To address the distribution shift between critique-conditioned and critique-free behavior, ICRL introduces a distribution-calibration re-weighting ratio that selectively transfers critique-guided improvements compatible with the solver’s own prompt distribution. Additionally, a role-wise group advantage estimation stabilizes joint optimization across the two roles. Together, these mechanisms ensure that the solver learns to improve itself without external critique, rather than becoming dependent on critique-conditioned behavior.

为了解决“批判条件下的行为”与“无批判行为”之间的分布偏移问题，ICRL 引入了一种分布校准重加权比率（distribution-calibration re-weighting ratio），有选择地迁移那些与求解器自身提示分布相兼容的、由批判引导的改进。

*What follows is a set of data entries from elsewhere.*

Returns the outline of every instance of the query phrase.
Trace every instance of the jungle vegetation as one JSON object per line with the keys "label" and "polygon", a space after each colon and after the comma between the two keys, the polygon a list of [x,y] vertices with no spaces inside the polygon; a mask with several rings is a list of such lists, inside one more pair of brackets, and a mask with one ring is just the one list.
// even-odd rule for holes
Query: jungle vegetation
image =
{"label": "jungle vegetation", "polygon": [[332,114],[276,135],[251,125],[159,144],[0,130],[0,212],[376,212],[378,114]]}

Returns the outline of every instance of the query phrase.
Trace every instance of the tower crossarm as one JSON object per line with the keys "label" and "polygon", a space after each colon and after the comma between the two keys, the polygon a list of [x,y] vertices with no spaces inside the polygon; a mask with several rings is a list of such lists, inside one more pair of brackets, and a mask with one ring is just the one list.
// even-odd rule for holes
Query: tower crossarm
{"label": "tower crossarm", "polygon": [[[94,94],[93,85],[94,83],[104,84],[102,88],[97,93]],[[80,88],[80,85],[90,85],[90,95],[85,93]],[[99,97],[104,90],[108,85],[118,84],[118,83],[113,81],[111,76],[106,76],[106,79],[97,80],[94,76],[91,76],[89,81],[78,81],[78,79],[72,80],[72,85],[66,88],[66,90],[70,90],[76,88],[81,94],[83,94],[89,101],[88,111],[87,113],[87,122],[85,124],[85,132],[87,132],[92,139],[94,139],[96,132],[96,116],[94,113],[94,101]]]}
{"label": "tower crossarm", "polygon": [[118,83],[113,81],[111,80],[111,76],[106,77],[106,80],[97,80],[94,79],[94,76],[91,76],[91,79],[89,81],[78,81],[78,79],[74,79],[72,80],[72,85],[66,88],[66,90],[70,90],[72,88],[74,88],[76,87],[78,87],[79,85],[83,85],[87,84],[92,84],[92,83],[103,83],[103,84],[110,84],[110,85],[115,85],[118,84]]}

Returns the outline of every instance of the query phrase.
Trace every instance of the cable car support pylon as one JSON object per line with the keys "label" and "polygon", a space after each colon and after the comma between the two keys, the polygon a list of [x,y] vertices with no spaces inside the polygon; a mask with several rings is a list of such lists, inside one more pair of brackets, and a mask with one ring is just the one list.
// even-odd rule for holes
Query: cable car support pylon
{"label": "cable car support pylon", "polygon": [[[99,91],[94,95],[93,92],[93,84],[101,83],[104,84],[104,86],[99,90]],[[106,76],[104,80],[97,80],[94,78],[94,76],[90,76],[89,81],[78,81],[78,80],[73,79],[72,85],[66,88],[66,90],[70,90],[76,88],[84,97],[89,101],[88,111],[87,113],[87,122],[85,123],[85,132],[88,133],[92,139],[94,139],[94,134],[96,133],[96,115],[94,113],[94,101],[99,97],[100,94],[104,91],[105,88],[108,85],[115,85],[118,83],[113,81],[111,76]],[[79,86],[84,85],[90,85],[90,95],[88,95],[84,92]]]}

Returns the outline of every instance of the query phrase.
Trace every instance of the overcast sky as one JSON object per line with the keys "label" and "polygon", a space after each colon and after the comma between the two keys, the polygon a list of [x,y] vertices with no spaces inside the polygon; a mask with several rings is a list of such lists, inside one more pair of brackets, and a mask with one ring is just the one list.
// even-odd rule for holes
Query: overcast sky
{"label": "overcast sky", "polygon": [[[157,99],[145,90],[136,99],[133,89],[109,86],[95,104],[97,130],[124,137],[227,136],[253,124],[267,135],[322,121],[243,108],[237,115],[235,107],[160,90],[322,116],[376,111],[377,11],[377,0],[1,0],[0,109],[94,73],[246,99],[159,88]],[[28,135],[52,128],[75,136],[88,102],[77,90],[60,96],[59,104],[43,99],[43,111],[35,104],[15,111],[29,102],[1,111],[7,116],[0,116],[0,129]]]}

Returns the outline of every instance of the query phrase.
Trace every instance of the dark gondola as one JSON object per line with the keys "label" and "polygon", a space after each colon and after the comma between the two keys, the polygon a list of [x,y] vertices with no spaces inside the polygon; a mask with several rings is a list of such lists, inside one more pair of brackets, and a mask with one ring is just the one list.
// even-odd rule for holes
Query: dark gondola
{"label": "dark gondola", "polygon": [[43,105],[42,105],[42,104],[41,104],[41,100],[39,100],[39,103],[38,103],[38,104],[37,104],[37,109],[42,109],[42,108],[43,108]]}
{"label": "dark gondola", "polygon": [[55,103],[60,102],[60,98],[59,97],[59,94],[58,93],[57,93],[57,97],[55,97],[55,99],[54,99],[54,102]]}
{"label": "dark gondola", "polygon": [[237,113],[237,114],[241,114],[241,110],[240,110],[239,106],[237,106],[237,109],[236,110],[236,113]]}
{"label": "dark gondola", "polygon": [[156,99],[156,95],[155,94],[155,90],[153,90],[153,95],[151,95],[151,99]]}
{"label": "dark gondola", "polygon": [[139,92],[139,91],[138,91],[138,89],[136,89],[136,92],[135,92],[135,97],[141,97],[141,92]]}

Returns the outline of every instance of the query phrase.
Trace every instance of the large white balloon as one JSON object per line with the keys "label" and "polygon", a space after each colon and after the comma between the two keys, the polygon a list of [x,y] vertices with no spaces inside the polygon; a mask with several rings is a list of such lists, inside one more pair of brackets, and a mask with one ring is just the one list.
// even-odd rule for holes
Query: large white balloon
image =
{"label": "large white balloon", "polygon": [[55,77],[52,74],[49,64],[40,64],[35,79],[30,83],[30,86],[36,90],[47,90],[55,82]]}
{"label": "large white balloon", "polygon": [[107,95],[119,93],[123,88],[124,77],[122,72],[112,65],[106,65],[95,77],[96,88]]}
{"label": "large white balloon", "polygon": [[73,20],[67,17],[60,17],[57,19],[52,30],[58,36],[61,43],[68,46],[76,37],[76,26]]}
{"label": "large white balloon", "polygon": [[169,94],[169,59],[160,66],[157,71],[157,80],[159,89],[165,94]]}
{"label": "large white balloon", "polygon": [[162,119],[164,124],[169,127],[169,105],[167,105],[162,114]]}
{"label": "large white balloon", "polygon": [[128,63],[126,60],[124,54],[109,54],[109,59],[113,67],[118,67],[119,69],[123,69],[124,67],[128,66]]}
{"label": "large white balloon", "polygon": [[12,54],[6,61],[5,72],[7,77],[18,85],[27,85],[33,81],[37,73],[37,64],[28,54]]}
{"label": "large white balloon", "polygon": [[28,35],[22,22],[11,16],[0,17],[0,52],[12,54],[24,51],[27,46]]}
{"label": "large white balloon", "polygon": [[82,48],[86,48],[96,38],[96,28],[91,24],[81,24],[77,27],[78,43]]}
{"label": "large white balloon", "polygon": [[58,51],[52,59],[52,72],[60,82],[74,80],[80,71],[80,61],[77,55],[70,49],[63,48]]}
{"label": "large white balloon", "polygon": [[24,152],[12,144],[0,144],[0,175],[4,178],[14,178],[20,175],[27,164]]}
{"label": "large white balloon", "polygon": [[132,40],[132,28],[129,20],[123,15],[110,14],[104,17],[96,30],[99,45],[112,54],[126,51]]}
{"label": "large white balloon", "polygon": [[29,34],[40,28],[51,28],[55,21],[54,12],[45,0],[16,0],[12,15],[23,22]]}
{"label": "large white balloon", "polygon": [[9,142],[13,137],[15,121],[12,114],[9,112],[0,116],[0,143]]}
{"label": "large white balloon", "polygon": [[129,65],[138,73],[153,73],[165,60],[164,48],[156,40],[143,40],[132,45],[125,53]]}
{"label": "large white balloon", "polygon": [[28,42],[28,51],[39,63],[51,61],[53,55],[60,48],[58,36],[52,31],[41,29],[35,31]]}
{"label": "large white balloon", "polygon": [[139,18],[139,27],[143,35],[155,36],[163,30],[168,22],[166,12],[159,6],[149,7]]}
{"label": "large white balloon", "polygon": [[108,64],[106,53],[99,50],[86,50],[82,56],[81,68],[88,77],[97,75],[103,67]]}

此外，基于角色的组优势估计（role-wise group advantage estimation）稳定了两个角色之间的联合优化过程。这些机制共同确保了求解器学会如何在没有外部批判的情况下自我提升，而不是产生对批判条件的依赖。

We evaluate ICRL on diverse benchmarks spanning agentic and mathematical reasoning tasks, using Qwen3-4B and Qwen3-8B as backbones. Results show consistent improvements, with average gains of 6.4 points over GRPO on agentic tasks, and 7.0 points on mathematical reasoning. Notably, the learned 8B critic is comparable to 32B critics while using substantially fewer tokens. The code is available at this https URL.

我们在涵盖智能体任务和数学推理任务的多个基准测试中评估了 ICRL，并使用 Qwen3-4B 和 Qwen3-8B 作为主干网络。结果显示，模型性能得到了持续提升：在智能体任务上，相比 GRPO 平均提升了 6.4 个百分点；在数学推理任务上，平均提升了 7.0 个百分点。值得注意的是，训练出的 8B 批判者在性能上可与 32B 批判者媲美，且使用的 Token 数量显著更少。代码已在指定链接开源。